Storing postal addresses along with a shop order, or a customer, is a pretty common place thing and often a really important piece of data. So it’s a bit weird that people seem to put so little thought into it, and the same amount of time devoted to it.
The standard way of doing it for me has been storing the lines of the address along side the item it’s associated with. There’d be two tables like this:
customer (customer_id, name, address1, address2, town, county, postcode, ..)
order (order_id, customer_id, address1, address2, town, county, postcode, ..)
Although you could get the order’s address via the customer_id, I wouldn’t consider this to be redundant data. A customer might change their address later on, but we would want the old address to stay with the order.

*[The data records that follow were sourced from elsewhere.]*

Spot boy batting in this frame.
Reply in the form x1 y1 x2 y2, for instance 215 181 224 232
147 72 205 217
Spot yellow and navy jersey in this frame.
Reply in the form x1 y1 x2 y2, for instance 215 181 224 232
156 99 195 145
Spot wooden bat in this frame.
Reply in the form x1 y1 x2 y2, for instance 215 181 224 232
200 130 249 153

It is redundant in the way that the data is still duplicated, when it could be stored somewhere else and then referred to with a foreign key. So the above pseudo-table type could be changed like this:
customer (customer_id, name, address_id, ..)

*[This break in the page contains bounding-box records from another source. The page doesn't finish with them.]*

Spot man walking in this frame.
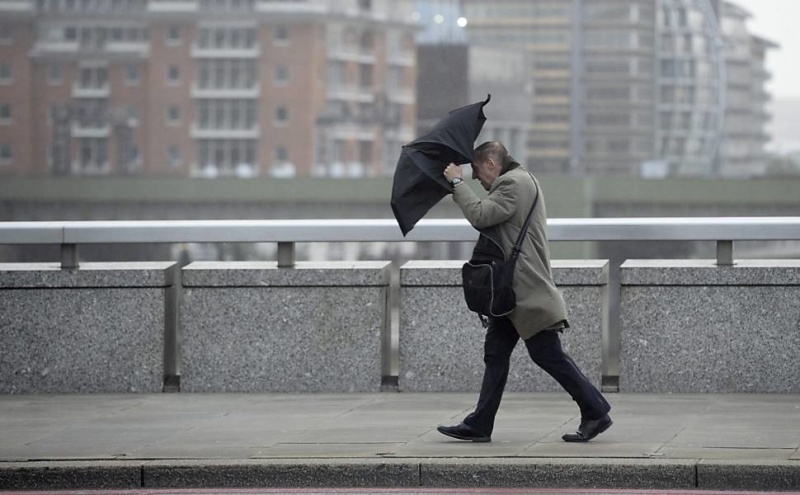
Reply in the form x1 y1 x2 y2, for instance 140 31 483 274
437 141 612 442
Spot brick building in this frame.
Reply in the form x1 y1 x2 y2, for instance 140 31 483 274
0 0 416 177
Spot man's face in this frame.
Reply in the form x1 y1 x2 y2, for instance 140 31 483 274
472 157 500 191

order (order_id, customer_id, address_id, ..)
address (address_id, address1, address2, town, county, postcode)
Now each property in the country will have its own row, its own ID.
This means you need to change the flow of your application though. Whereas before you accessors and setters could just change the address attributes easily, you now you need to think about if you’re editing, or adding a new address. Though you can handle this by making an Address object (which you could have done before, but would have felt more hacked together).

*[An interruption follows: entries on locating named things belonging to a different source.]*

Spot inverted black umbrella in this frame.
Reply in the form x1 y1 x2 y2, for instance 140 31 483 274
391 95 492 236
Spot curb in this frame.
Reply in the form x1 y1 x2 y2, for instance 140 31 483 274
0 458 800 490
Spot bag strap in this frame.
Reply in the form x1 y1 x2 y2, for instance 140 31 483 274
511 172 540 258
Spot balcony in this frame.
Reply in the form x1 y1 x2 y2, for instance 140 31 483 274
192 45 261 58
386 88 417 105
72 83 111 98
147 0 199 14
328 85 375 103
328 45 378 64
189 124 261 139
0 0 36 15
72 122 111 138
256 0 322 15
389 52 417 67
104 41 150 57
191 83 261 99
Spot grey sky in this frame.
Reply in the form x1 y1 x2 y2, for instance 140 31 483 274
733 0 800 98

Having an address table like this means you can hold more data about the property too; the longitude and latitude data, or image or the property. You’d have no place to put this data before, and in the case of long/lat you’d have to have looked it up each time from an external source.
The table still isn’t optimised though – you’ll notice that you’re recording “Birmingham” thousands of times, using around 10 bytes each time. Not awful, but if you’re looking to safe space then turning 20 megabytes of “Birmingham” into 10bytes might look attractive. To overcome this you could have the following:
address (address_id, line1, line2, lin3, a_town_id, a_county_id)
address_town (a_town_id, name)
address_count (a_county_id, name);
If you’re that into saving storage data though, you might consider putting the tables into their own database, and using that database across all of your websites and services. No use in collecting it hundreds of times.
Another problem which crops up is that users never enter helpful data. Instead of gathering the data from users though, use a service like PostCoder. Only ask the user for their postcode and let them select an address, rather than entering it. That way you get a somewhat standardised address format which every user will be using.
The problem with PostCoder is that they don’t have incredibly helpful data sometimes. A search on my home road returns “Janes, Hair Salon” over the first two address lines. Sometimes the business name is apart of the returned address, and other times not. I’m really not sure where to get reliable data.